COMMUNIQUE DU 06/12/2007
Nous soulignons notre indignation par rapport à la répression inouie exercée sur ordre du Président de l’Université Lyon 2 Claude Journès
Nous ne reviendrons pas sur les divers actes de répression commis par la Présidence dans la période récente et moins récente. Rappelons qu’ils se traduisent aujourd’hui par l’intervention quotidienne de la police et des gendarmes mobiles sur les campus pour matraquer les grévistes, depuis trois jours.
Aujourd’hui, un pas de plus a été franchi dans la répression. La police nationale est intervenue violemment avec pour but de procéder à des arrestations. Un étudiant a été blessé gravement à la tête (12 points de suture), et un grand nombre d’autres frappés brutalement.
2 étudiants, syndicalistes et militants actifs (dont un à la F.S.E.) ont été l’objet d’une arrestation ciblée. La police avait désigné très clairement une partie des « meneur/euse-s » du mouvement comme des cibles potentielles. Ces deux militants ont été chargés d’inculpations farfelues et mensongères, comme beaucoup de gens peuvent en témoigner, de « violences volontaires sur agent ». En réalité, la violence a été de la seule initiative de la police.
Les dites arrestations ont été l’objet d’un rassemblement d’environ 200 personnes devant l’Hôtel de Police de Marius Berliet. Les inculpés ont rendez-vous avec le Procureur de la République demain matin.
La liberté de réunion, autrement dit de tenir des Assemblées Générales, a été supprimée sans vergogne par M. Journès, de même que toute possibilité de débat à l’intérieur de l’Université. Les entrées sont contrôlées à toutes les portes par des vigiles privés particulièrement vindicatifs. Les CRS et gendarmes mobiles stationnent de manière quasi permanente sur les campus et à proximité.

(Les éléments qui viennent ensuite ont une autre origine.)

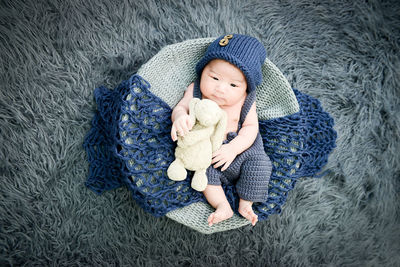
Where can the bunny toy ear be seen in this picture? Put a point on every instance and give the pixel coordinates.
(218, 137)
(192, 113)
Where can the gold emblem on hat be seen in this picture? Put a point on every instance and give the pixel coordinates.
(224, 41)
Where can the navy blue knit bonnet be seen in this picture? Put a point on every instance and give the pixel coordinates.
(245, 52)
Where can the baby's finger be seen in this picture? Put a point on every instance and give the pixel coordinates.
(227, 164)
(219, 164)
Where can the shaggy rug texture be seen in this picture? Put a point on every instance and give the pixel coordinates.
(53, 54)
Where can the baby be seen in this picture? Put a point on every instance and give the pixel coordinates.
(228, 74)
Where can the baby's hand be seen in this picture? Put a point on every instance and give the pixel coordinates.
(182, 125)
(224, 156)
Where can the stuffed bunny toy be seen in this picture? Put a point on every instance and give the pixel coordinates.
(194, 150)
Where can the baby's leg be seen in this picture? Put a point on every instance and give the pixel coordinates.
(246, 211)
(215, 195)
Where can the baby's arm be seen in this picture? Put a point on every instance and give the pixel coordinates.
(245, 138)
(181, 123)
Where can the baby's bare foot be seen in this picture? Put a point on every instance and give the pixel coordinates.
(246, 211)
(222, 213)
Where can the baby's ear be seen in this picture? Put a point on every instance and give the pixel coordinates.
(192, 113)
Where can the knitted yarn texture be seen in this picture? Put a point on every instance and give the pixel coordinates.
(245, 52)
(129, 142)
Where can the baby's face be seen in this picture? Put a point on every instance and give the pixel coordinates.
(223, 83)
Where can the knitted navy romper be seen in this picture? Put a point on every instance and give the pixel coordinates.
(251, 169)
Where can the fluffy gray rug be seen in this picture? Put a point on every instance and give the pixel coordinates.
(52, 56)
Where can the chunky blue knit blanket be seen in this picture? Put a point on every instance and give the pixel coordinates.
(129, 144)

Un grand nombre d’étudiantes et étudiants se sont refusé-e-s d’aller en cours, tandis qu’une part importante des professeurs et des personnels exerçait leur droit de retrait. Un regain de solidarité s’est donc fait jour au sein de l’Université. Des rassemblements unitaires auront lieu demain matin devant les entrées du campus.
La répression policière repose, du point de vue de la Présidence et de ses soutiens, sur un seul argument : le vote bidon organisé par la Présidence lundi, boycotté par prés de 85% des étudiantes et des étudiants. Un communiqué commun avait même été réalisé entre « bloqueurs » et « antibloqueurs » pour appeler au boycott du scrutin, qui ne laissait que deux choix : reprise des cours ou fermeture administrative (avec, implicitement, intervention immédiate de la police à la moindre tentative des grévistes de reprendre possession des lieux).
Ce jour là, la présidence nous avait refusé toute salle pour tenir l’Assemblée Générale hebdomadaire de Bron, feignant de s’offusquer, comme elle l’a fait dans un communiqué, qu’« un groupe d'individus, dont certains extérieurs à l'Université (sic !), aient tenté en violation des règles démocratiques les plus élémentaires, d'empêcher, sur les deux sites, le déroulement du scrutin »
Contrairement à certaines idées qui ont pu se propager ici et là, le mouvement pour l’abrogation de la LRU ne s’est pas « essoufflé » du fait du désintérêt des étudiantes et des étudiants. Il a été frappé par une répression menée systématiquement par la Présidence de Lyon 2, sans aucun doute sous l’impulsion du plus haut niveau de l’Etat. Et la présidence continue de se prétendre porte-drapeau des « règles démocratiques »…
Nous revendiquons l’arrêt immédiat des poursuites contre les deux camarades inculpés.
Nous demandons le départ immédiat des forces policières et militaires présentes à proximité des campus de Bron et des Quais, la suppression des Sécurités Privées et des contrôles de cartes d’étudiant à l’entrée des campus, le retour immédiat à la liberté de réunion sur le campus.
Nous continuerons à demander la démission de Claude Journès, Président de Lyon 2, particulièrement responsable des problèmes actuels.
Les matraques ne nous feront ni taire ni céder. La lutte contre la loi Pécresse continue.